Amazing. The bench is wonderful. I'll turn on the heating. The jacket is more effective. I'm back.
Last night I was listening to the embodiment podcast. Don't listen to it, the host is unbearable. In this interview with a tantra teacher, she mentioned the origins of the latin word sensual. Let's ask Claude:
Latin sensuālis, which derives from sensus — meaning "feeling, perception, sense." The Latin sensus itself comes from the verb sentīre, meaning "to feel, to perceive."
In its original Latin usage, sensuālis had a broader and more neutral meaning than it often carries in modern English. It referred to anything pertaining to the senses or sensory perception in general — sight, hearing, touch, taste, smell — without the specifically sexual or pleasure-oriented connotation it frequently has today.
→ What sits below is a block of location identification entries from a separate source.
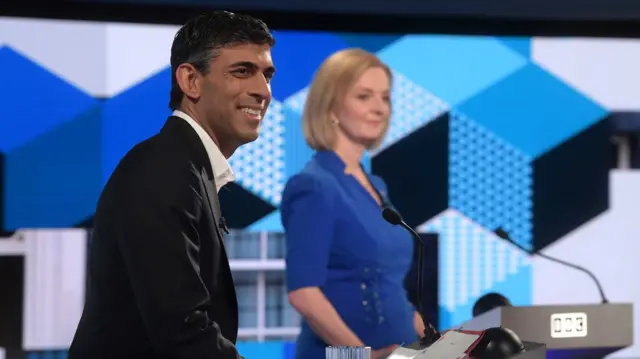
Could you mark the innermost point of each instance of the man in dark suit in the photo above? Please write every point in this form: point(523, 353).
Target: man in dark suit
point(159, 279)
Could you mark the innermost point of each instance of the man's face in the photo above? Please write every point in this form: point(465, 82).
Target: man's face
point(236, 92)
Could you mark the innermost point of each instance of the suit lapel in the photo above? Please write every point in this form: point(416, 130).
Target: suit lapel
point(209, 186)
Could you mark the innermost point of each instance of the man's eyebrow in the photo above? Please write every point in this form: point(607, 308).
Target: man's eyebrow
point(270, 70)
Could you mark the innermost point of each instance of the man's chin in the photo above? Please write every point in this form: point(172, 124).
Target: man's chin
point(249, 137)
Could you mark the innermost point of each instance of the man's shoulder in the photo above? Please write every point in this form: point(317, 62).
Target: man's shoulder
point(155, 161)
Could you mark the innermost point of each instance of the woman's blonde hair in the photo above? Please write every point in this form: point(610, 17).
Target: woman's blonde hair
point(328, 89)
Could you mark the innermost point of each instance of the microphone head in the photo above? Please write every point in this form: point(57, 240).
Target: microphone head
point(392, 216)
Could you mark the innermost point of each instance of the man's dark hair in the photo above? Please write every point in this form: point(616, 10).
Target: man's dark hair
point(198, 42)
point(488, 302)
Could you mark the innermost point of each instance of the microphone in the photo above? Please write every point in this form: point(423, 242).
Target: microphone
point(431, 335)
point(500, 232)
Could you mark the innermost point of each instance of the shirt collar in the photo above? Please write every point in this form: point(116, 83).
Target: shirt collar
point(221, 168)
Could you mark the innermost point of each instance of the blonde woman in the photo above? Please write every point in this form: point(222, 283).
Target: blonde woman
point(345, 264)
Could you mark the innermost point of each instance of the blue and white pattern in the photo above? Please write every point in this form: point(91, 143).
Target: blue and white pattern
point(472, 262)
point(489, 179)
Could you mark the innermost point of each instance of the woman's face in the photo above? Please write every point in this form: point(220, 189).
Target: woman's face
point(366, 108)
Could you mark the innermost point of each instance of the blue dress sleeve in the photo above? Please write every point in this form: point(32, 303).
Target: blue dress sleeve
point(307, 218)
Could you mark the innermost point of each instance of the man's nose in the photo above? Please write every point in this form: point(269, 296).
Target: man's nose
point(260, 88)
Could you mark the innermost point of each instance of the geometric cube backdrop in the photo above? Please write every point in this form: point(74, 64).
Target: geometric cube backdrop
point(486, 132)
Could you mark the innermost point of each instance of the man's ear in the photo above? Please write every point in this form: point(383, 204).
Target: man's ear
point(189, 80)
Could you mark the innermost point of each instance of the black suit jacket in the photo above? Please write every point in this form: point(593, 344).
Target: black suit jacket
point(159, 279)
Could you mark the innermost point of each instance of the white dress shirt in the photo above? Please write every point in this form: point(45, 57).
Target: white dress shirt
point(221, 169)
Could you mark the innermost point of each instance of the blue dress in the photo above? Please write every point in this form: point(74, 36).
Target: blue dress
point(338, 241)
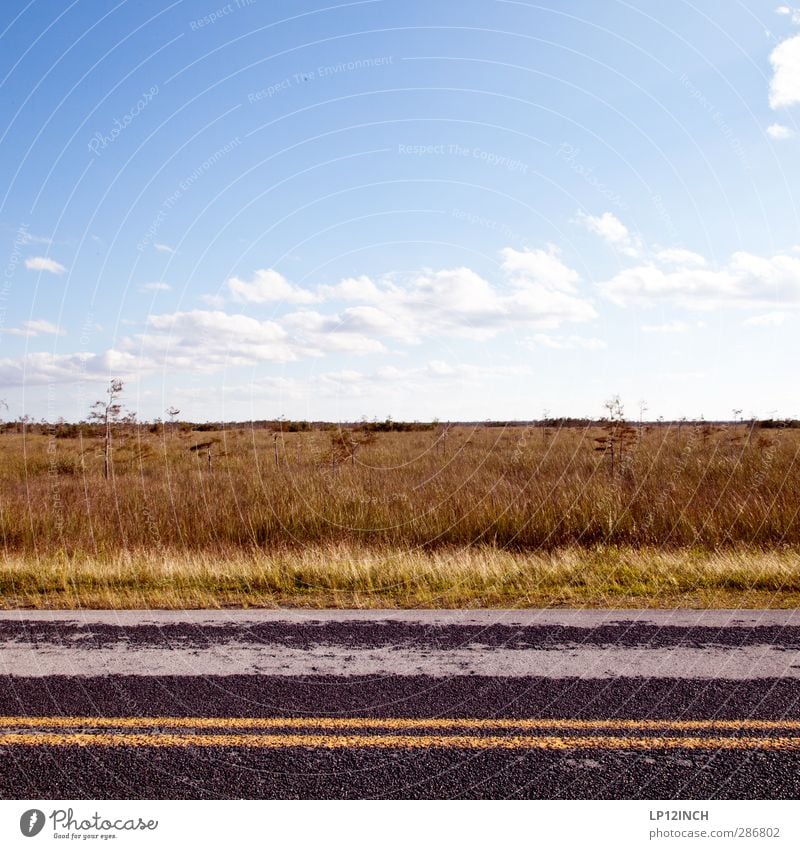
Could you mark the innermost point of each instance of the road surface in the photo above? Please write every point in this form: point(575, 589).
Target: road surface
point(400, 704)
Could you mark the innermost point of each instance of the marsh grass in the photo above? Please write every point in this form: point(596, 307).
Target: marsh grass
point(338, 576)
point(489, 516)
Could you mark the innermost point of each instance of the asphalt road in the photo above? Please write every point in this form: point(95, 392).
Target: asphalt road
point(364, 704)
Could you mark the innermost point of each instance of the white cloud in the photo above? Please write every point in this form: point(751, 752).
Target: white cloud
point(393, 381)
point(680, 257)
point(268, 286)
point(45, 367)
point(667, 327)
point(215, 301)
point(789, 11)
point(745, 280)
point(204, 340)
point(784, 87)
point(43, 263)
point(351, 289)
point(539, 292)
point(779, 132)
point(610, 228)
point(36, 327)
point(770, 319)
point(32, 239)
point(317, 334)
point(565, 343)
point(543, 268)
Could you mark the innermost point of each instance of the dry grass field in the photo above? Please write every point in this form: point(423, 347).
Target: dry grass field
point(695, 514)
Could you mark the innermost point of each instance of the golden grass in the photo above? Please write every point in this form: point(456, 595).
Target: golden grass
point(353, 577)
point(693, 516)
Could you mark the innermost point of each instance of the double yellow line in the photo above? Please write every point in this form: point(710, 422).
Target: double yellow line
point(342, 733)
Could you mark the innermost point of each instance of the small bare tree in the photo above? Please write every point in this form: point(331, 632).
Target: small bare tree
point(107, 413)
point(173, 413)
point(618, 433)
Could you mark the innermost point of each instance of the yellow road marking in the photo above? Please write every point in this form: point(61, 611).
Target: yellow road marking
point(398, 723)
point(323, 741)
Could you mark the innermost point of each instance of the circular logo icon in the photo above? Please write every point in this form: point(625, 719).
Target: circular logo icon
point(31, 822)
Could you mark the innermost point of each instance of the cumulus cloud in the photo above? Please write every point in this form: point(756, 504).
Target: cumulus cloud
point(779, 132)
point(207, 340)
point(268, 286)
point(45, 367)
point(788, 11)
point(538, 291)
point(351, 289)
point(784, 87)
point(36, 327)
point(43, 263)
point(680, 257)
point(565, 343)
point(613, 231)
point(745, 280)
point(770, 319)
point(667, 327)
point(419, 379)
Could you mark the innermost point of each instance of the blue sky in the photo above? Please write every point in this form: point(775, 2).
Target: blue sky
point(462, 210)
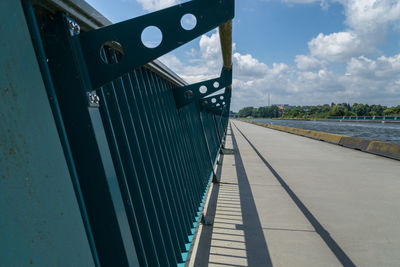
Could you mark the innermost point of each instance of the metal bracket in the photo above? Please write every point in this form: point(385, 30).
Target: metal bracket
point(93, 99)
point(128, 36)
point(216, 103)
point(188, 94)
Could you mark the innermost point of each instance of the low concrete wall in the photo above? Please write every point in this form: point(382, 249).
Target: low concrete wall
point(380, 148)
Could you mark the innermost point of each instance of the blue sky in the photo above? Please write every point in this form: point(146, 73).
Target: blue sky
point(300, 52)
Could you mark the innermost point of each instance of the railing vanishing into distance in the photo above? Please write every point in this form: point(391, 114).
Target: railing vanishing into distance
point(140, 147)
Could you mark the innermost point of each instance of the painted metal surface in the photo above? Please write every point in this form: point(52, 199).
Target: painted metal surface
point(40, 220)
point(139, 163)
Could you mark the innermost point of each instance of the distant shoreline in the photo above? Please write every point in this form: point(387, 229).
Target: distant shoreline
point(339, 120)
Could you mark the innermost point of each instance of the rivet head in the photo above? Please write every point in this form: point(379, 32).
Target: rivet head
point(91, 98)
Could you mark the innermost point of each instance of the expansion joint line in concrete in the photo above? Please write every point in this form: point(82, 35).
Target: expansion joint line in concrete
point(326, 237)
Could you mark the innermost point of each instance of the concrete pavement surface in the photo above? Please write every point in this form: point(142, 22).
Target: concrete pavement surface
point(287, 200)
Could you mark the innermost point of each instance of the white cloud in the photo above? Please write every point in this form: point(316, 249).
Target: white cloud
point(338, 46)
point(248, 67)
point(367, 77)
point(304, 62)
point(154, 5)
The narrowing of "sensual" toward bodily pleasure and especially erotic overtones happened gradually in English, particularly from the late medieval period onward, partly influenced by Christian theological distinctions between the "sensual" (of the body/flesh) and the "spiritual" (of the soul). In medieval Latin philosophical and theological writing, sensuālis was often contrasted with intellectuālis or spirituālis, marking the divide between lower bodily perception and higher rational or spiritual faculties.
So at its root, it simply meant "of or relating to the senses" — much closer to what we now mean by "sensory."
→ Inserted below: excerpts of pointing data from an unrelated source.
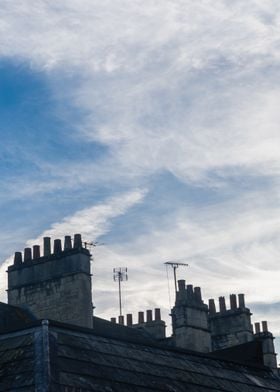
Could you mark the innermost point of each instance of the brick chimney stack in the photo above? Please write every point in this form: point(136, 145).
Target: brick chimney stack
point(54, 286)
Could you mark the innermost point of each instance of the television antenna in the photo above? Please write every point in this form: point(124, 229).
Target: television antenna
point(90, 244)
point(120, 275)
point(175, 265)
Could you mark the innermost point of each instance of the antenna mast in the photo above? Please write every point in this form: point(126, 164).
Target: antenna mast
point(175, 265)
point(120, 275)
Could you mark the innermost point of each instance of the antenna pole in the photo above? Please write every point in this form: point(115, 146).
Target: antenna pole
point(120, 295)
point(175, 277)
point(120, 274)
point(175, 265)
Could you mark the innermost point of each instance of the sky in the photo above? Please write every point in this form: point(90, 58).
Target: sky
point(151, 127)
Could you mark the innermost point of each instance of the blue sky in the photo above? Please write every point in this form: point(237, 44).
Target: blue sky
point(152, 127)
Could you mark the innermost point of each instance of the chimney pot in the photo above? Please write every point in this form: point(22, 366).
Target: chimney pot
point(212, 306)
point(149, 316)
point(67, 242)
point(233, 302)
point(241, 301)
point(47, 246)
point(222, 304)
point(257, 328)
point(57, 246)
point(27, 254)
point(264, 326)
point(18, 258)
point(197, 294)
point(189, 291)
point(181, 285)
point(77, 241)
point(157, 314)
point(140, 317)
point(129, 321)
point(36, 252)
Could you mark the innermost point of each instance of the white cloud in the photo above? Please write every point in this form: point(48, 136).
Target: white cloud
point(91, 222)
point(180, 86)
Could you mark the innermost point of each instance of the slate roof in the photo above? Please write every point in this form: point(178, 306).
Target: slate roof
point(57, 357)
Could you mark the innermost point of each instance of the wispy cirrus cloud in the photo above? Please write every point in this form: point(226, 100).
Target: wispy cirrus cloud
point(181, 90)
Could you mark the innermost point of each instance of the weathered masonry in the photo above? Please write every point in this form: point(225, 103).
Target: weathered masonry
point(56, 285)
point(50, 341)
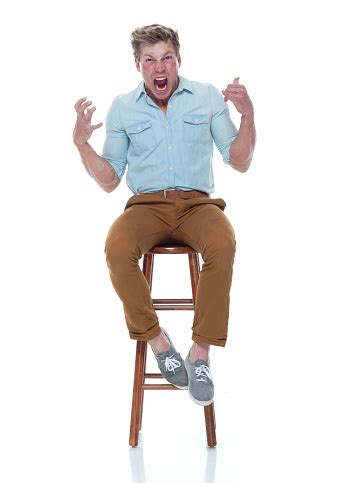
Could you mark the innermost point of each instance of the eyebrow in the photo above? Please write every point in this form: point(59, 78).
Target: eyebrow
point(168, 52)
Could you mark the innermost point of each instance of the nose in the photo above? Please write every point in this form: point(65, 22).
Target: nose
point(159, 66)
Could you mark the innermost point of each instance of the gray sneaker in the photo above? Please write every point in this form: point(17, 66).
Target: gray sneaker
point(172, 366)
point(200, 385)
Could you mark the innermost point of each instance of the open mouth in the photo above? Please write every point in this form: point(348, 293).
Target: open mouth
point(160, 83)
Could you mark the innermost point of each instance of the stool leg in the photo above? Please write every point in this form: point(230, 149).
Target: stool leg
point(136, 407)
point(148, 270)
point(140, 368)
point(210, 425)
point(210, 419)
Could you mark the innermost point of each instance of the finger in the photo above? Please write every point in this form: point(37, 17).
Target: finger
point(84, 106)
point(89, 112)
point(236, 86)
point(79, 102)
point(234, 92)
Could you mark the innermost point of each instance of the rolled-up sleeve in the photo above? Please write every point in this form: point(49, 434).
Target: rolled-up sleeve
point(222, 128)
point(116, 142)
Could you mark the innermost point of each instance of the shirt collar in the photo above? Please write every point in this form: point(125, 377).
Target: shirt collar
point(184, 85)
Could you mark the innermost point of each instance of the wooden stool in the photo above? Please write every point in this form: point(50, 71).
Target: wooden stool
point(140, 374)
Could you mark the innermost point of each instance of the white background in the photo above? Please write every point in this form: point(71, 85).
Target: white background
point(286, 381)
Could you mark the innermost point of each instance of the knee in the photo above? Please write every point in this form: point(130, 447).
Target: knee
point(119, 252)
point(222, 249)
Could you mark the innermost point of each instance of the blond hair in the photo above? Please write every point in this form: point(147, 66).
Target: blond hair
point(151, 34)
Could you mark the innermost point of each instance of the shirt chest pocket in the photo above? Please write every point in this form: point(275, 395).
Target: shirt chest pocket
point(142, 136)
point(196, 128)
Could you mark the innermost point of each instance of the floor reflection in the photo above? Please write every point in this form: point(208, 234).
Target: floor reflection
point(137, 465)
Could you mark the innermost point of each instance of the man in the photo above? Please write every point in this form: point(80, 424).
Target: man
point(162, 133)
What are some well cited research academic papers on sensuality?
(Claude gave a list of things from which I read Cezanne's Doubt. I enjoyed the read but I should have chosen deliberately from the menu instead of tasting the first thing. Cezanne seemed to live in the world of sensation, both in the good and the bad. He was exceedingly sensitive and would rage if touched, even if old and infirm. Yet, he wanted to capture pure form without the mind reconstructing what it is seeing, and he took this as his life purpose, at the same time doubting himself to the point of breakdown.
Claude mentioned "Edmund Husserl's work on embodiment, particularly in Ideas II, is the deeper root". Ideas II ah this feels like finding the key to a secret door: nobody interested in embodiment will pick up a tome with this name. I speculate that Husserl's intention was that nobody in the contemporary embodiment scene cited him, because he knew they would be all clowns and grifters, so he picked "Ideas II" as the title of his embodiment work. Let's read.
I read part of the foreword and the first page. It's readable and I'm surprised I can follow at some parts, others I think I would have to ask for clarification. All good.
21:59 and it's time to go do all those things I wrote I would do. Goodnite.